Never before had the Federal Reserve attempted such a colossal bail out of the entirety of the economic system acting as the apex-lender of last resort, backstopping both troubled financial firms holding illiquid mortgage-backed assets as well as bailing out the Federal Government itself, by stepping up to fill in as an immense direct buyer of government treasury and agency debt securities thereby singlehandedly financing large portions of government policy.
On the fiscal side of the equation, the Federal Government sought a number of irrational goals; From sanctioning and even assisting failed homeowners in breaking the contractual obligations of their home loans to creating the first never-ending unemployment benefits program, a “clunker” automobile buy-back boondoggle and even bailing out various auto manufactures; from TARP and TANF and HARP to HAMP, the Federal Government left no stone unturned when providing an endless array of unearned “benefits” so long as all efforts appeared to “reinvest” in America and the American Recovery.
Taken together, these efforts by the Federal Reserve and Federal Government did work to induce confidence in the population, putting a floor under the stock market in March of 2009 (an outcome expressly desired by then Fed Chair Ben Bernanke in 2011) and generally dulling the pain of this epic financial meltdown, but at the cost of the fidelity of our economic system and a future more fundamental reckoning as we are all eventually forced to square off against an inevitable harsh reality.
Despite much intellectual hand-wringing with regard to the Feds post-2008 activities and its effect on the presence or absence of velocity of money; to gain a sense of the scale of their activities, it is important to note that it has been estimated that roughly 30% of the overall U.S. mortgage market is directly financed by the Federal Reserve.
This means, more specifically, that even to the present day (obviously well beyond the 2007/08 housing collapse), for 30% of all home sale transactions involving a mortgage (i.e. specifically, the transactions involving Fannie Mae, Freddie Mac or Ginnie Mae guaranteed MBS) the mortgage lender is the Federal Reserve itself.
Where does the Fed get the “money” to provide for all these loans? It just creates it from thin air, a series of bits on their digital balance sheet.
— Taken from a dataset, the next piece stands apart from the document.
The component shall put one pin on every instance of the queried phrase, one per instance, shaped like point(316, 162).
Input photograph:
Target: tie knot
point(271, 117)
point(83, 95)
To put this in perspective, just the roughly $2.7 trillion minted by the Fed expressly for lending through Fannie, Freddie and Ginnie, is equivalent to the total lifetime earnings of over one million U.S. households.
This level of extensive money creation combined with the “moral hazard” of continuous crisis-politics driven Federal policy has worked to debase our money system as well as our population’s common sense and basic recognition of risk, breeding outsized expectations for the role of government and a lack of respect (domestically at least) for the dollar.
Taken together, this resulted in a kindling of sorts, laying-in a blanket of potential high energy “money” awaiting a spark to set off a conflagration of pernicious and persistent inflation and ultimately leading to the dreaded wage-price spiral.
It appears that the COVID-19 panic and the associated period of utter insanity worked to provide that spark, driving authorities to their furthest excursion into fiscal and monetary “la la land” doubling down on all prior malfeasance and radically influencing American’s sense of value leading to epic levels of speculation in stocks, housing and digital tokens and other speculative assets.
Now, after 13 years of reckless economic mismanagement, we again find ourselves holding the can.
Our authorities naturally will want nothing more than to stride back and give it another good kick, but this time they won’t because they can’t.
This approach could not go on forever, so now, finally, it will stop.